I am unfamiliar with Clang codegen so I am just commenting about what a user may feel about this feature.

compiler-rt/test/ubsan/TestCases/Misc/exception-escape.cpp cannot demonstrate the value of the new UBSan check -fsanitize=exception-escape, as the executable will fail without the option (Clang emits call instead of invoke for a nounwind function call, and there is no LSDA information, libgcc/libunwind will call terminate; it's trivial to get more diagnostic with a SIBABRT signal handler).
To demonstrate the value, footgun and its caller need to be in different TUs and the caller does not know footgun is nounwind.
In such a setup, I think people likely care more about -fno-exceptions/-fexceptions exception propagation instead of __attribute__((pure)) and find -fsanitize=exception-escape not do what it may advertise.

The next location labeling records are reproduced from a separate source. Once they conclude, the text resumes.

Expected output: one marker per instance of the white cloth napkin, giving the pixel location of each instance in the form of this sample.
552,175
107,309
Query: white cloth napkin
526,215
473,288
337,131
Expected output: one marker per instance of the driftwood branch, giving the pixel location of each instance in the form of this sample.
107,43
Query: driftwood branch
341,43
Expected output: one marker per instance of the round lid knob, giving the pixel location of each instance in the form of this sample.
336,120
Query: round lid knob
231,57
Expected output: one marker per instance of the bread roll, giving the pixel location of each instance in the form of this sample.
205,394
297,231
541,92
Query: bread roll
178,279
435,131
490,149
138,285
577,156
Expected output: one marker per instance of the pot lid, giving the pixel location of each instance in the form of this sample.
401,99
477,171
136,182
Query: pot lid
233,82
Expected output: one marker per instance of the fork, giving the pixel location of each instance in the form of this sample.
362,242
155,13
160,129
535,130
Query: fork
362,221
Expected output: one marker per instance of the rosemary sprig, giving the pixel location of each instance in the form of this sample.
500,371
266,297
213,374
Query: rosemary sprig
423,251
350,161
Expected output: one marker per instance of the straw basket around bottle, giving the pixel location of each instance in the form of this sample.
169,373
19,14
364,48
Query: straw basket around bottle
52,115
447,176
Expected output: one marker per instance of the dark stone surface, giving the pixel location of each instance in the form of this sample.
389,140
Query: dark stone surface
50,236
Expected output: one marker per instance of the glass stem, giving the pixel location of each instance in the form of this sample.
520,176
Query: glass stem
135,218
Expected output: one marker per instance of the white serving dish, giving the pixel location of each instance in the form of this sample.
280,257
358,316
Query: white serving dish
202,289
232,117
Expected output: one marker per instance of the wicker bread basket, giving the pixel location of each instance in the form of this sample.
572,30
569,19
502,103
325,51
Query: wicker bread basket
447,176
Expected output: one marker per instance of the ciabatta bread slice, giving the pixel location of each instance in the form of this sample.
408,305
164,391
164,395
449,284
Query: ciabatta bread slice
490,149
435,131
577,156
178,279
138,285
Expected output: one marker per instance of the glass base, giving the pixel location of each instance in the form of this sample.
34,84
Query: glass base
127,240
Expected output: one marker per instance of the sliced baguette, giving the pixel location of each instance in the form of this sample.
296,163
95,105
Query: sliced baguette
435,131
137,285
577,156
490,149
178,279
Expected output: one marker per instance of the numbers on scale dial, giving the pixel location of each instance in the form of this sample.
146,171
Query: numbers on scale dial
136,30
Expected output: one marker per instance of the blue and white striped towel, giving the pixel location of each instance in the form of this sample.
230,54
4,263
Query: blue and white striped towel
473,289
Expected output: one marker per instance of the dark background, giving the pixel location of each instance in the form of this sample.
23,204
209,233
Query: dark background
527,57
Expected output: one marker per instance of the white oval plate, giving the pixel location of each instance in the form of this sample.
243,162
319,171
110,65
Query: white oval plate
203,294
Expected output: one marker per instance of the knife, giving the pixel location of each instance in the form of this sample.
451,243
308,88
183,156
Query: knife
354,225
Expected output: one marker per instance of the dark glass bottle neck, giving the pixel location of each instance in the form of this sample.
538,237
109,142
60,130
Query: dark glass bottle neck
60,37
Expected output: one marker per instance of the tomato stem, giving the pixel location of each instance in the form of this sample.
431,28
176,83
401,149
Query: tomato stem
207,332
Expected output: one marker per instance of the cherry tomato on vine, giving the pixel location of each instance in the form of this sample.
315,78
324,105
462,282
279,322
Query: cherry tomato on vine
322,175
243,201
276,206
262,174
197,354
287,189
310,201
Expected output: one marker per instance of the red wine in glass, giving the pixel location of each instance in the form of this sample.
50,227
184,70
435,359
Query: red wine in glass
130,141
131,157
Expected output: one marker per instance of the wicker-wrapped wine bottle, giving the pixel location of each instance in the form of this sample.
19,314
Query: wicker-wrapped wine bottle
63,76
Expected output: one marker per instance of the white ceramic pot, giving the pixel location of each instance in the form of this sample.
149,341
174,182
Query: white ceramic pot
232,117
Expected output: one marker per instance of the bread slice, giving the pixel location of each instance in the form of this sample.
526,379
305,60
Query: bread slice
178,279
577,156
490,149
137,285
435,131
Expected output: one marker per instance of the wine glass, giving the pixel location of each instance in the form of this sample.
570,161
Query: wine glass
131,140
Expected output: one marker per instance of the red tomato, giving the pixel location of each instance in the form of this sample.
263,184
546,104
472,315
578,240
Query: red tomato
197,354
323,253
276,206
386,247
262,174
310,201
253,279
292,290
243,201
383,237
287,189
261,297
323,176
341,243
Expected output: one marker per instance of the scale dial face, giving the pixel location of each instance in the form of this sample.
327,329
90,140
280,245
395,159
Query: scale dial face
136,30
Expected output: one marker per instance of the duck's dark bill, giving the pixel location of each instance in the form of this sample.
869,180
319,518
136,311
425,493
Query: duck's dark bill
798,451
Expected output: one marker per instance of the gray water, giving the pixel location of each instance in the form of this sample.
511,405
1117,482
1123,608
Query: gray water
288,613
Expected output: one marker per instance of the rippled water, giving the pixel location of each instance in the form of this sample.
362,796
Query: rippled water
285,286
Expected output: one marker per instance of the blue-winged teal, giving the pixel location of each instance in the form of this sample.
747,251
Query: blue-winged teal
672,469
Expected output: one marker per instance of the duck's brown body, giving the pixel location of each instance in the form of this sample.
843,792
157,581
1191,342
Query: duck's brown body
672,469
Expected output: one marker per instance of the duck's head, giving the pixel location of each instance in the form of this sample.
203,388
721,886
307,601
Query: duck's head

The more common -fno-exceptions/-fexceptions exception propagation dilemma can be detected today with -fno-asynchronous-unwind-tables.

Thank you for taking a look. I'm afraid this review comment is not based on reality, so i'm forced to ignore it.
The whole point of the clang change is to *NOT* lower such calls that we "know" will not unwind to a call, but into an invoke, with sanitization in the landingpad.